The home buying process is complicated and expensive enough without mortgage servicers and real estate brokers tacking on illegal and costly fees. To that end, the Consumer Financial Protection Bureau has ordered Prospect Mortgage and three other companies to pay more than $5 million to settle allegations they participated in an illegal kickback scheme.
The CFPB announced the enforcement action Tuesday, accusing Prospect Mortgage of paying illegal kickbacks to real estate brokers ReMax Gold Coast and Keller Williams Mid-Willamette, and lender Planet Home in exchange for referrals of customers purchasing homes.

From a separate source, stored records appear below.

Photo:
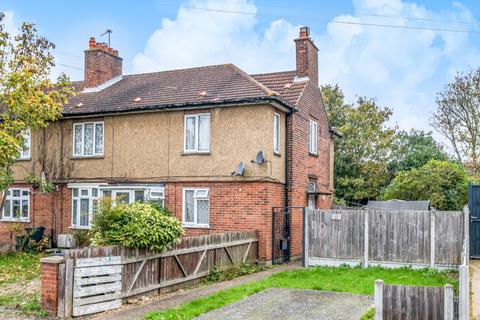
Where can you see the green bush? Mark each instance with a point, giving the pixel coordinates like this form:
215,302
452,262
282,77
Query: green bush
137,225
444,183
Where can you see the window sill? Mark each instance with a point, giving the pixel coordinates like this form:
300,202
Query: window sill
79,228
196,153
15,220
86,157
196,226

According to the complaint [PDF] against Prospect Mortgage — which operates more than 100 branches across the country — from 2011 to 2016, the company used a variety of plays to pay kickbacks for referrals of mortgage business in violation of the Real Estate Settlement Procedures Act (RESPA).
To create the system, Prospect allegedly established marketing services agreements with companies — like ReMax Gold Coast and Keller Williams Mid-Willamette — which were framed as payments for advertising or promotion services. However, the payments were actually for business referrals.
The payments, which ranged from $25 to $500 per lead, would then be passed along to agents at the broker companies.
In all, the CFPB alleges that Mid-Willamette [PDF] received at least $145,000 from Prospect between 2012 and 2015. ReMax Gold Coast [PDF] received more than $500,000 from Prospect between 2014 and 2016, the complaint states.
The CFPB claims that Prospect paid brokers to require that potential homebuyers prequalify for a mortgage with Prospect, even if the customer had already been prequalified by another lender.
One method the company used, the complaint alleges, involved requiring brokers to engage in a practice of “writing in” Prospect into their real estate listing.
Additionally, the CFPB claims that Prospect and Planet Home Lending [PDF] had an agreement in which Planet would identify and persuade eligible consumers to refinance with Prospect for their Home Affordable Refinance Program (HARP) mortgages. Once a refinance was completed, the companies would allegedly split the proceeds of the sale.
For their part in the alleged schemes, the CPFB accused ReMax Gold Coast and Keller Williams Mid-Willamette of violating RESPA by exploiting consumers’ reliance on its recommendations for services by pointing them to Prospect.
As for Planet Home Lending, the CFPB claims the company violated RESPA, as well as the Fair Credit Reporting Act, by accepting fees from Prospect and unfairly marketing Prospect to consumers.
As part of Tuesday’s enforcement action, Prospect will pay $3.5 million to the CFPB’s Civil Penalty Fund, while ReMax Gold Coast must pay $50,000, Keller Williams Mid-Willamette must pay $145,000 in disgorgement and $35,000 in penalties. Finally, Planet Home will pay $265,000 in redress to harmed consumers.
Each of the companies must also refrain from paying for referrals or entering into agreements with service providers to endorse the use of their services.